Ash Wednesday

SIXTH SUNDAY IN ORDINARY TIME

“The man is leprous: he is unclean. The priest must declare him unclean. He is suffering from leprosy of the head.” (Leviticus 13)

When people call for assisted suicide are they not ridding themselves of the unwanted? Do not the unwanted feel unwanted, which is as bad?

“A leper came to Jesus and pleaded on his knees: ‘If you want’, he said, ‘you can cure me.’ Feeling sorry for him, Jesus stretched out his hand and touched him. ‘Of course I want to,’ he said. ‘Be cured.’” (Mark 1:40-45)

MONDAY

“The Lord asked Cain, why are you angry and downcast? If you are well disposed, ought you not to lift up your head? But if you are ill disposed is not sin at the door like a crouching beast, hungering for you, which you must master?” (Genesis 4)

This jealousy is in all of us. How shrewd a commentary on human nature is this early passage of Genesis.

TUESDAY

The story of Noah is obviously people say a ridiculous legend but the essence of it is surely really that small groups of people must make an ark of the soul to keep their spirit alive.

A brilliant blue warm day in London. Market Rasen scouts came and had a tour and picnic lunch on the Terrace – an ark.

WEDNESDAY – Ash Wednesday

Another lovely day of blue sky. I showed an American friend around the House of Commons. Perhaps he was a little vague on Cromwell and Charles I, but he perked up at Magna Carta. Only the Salisbury facsimile, not the incredible experience of two weeks before of the four copies together.

As usual we had Allegri’s Miserere but with men’s voices as it is half term. When I hear the Gospel of Ash Wednesday I always wonder whether I should be writing this at all:

“When you pray, do not imitate the hypocrites… but when you pray, go to your private room, and when you have shut your door, pray to your Father who is in that secret place.” (Matthew 6)

THURSDAY

I had a dream. I was driving through a familiar countryside and a village well known to me seemed not empty as usual but full of people. They were all streaming in and out of the old church, usually so dark, sometimes locked. The light was unreal, a kind of bright mauve or sunrise pink, but there was a sense of joy.

As I sat in the 1030 Latin Mass, I heard these words:

“What gain then is for a man to have won the whole world and to have lost or ruined his very self.” (Luke 9)

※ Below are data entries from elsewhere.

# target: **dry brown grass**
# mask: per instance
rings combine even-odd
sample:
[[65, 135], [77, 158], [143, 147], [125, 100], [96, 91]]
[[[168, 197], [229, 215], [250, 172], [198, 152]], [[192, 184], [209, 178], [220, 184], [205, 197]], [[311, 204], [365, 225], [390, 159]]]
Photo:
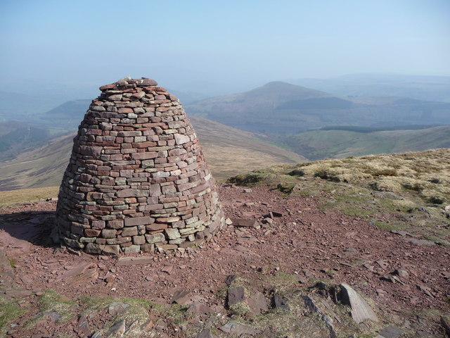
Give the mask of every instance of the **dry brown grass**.
[[418, 192], [430, 202], [450, 201], [450, 149], [328, 159], [299, 164], [307, 175], [380, 191]]
[[58, 190], [59, 187], [46, 187], [0, 192], [0, 206], [56, 197]]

Well this passage is some comfort. Maybe we could all progress further, but at what price?

FRIDAY

Isaiah sets us a hard task:

“Is not this the sort of fast that please me?
It is the Lord who speaks
To break unjust fetters and undo the things of the yoke.
To let the oppressed go free and break every yoke.
To share your bread with the hungry
And shelter the homeless poor.” (Isaiah 58)

SATURDAY

I felt depressed as I went for my morning run to the church (locked) and back at the way tabloids label people with guilt by association. I should have read today’s Gospel:

“The Pharisees and their scribes complained to his disciples and said ‘Why do you eat and drink with tax collectors and sinners?’ Jesus said to them in reply: It is not those who are well who need the doctor but the sick. I have not come to call the virtuous, but sinners to repentance.” (Luke 5)

Afterwards I did my back in a long walk over the fields to Tealby and back, yet in tiredness my morale felt better. When you read words like that and the ‘rational’ doubts disappear and you know you are following the right path.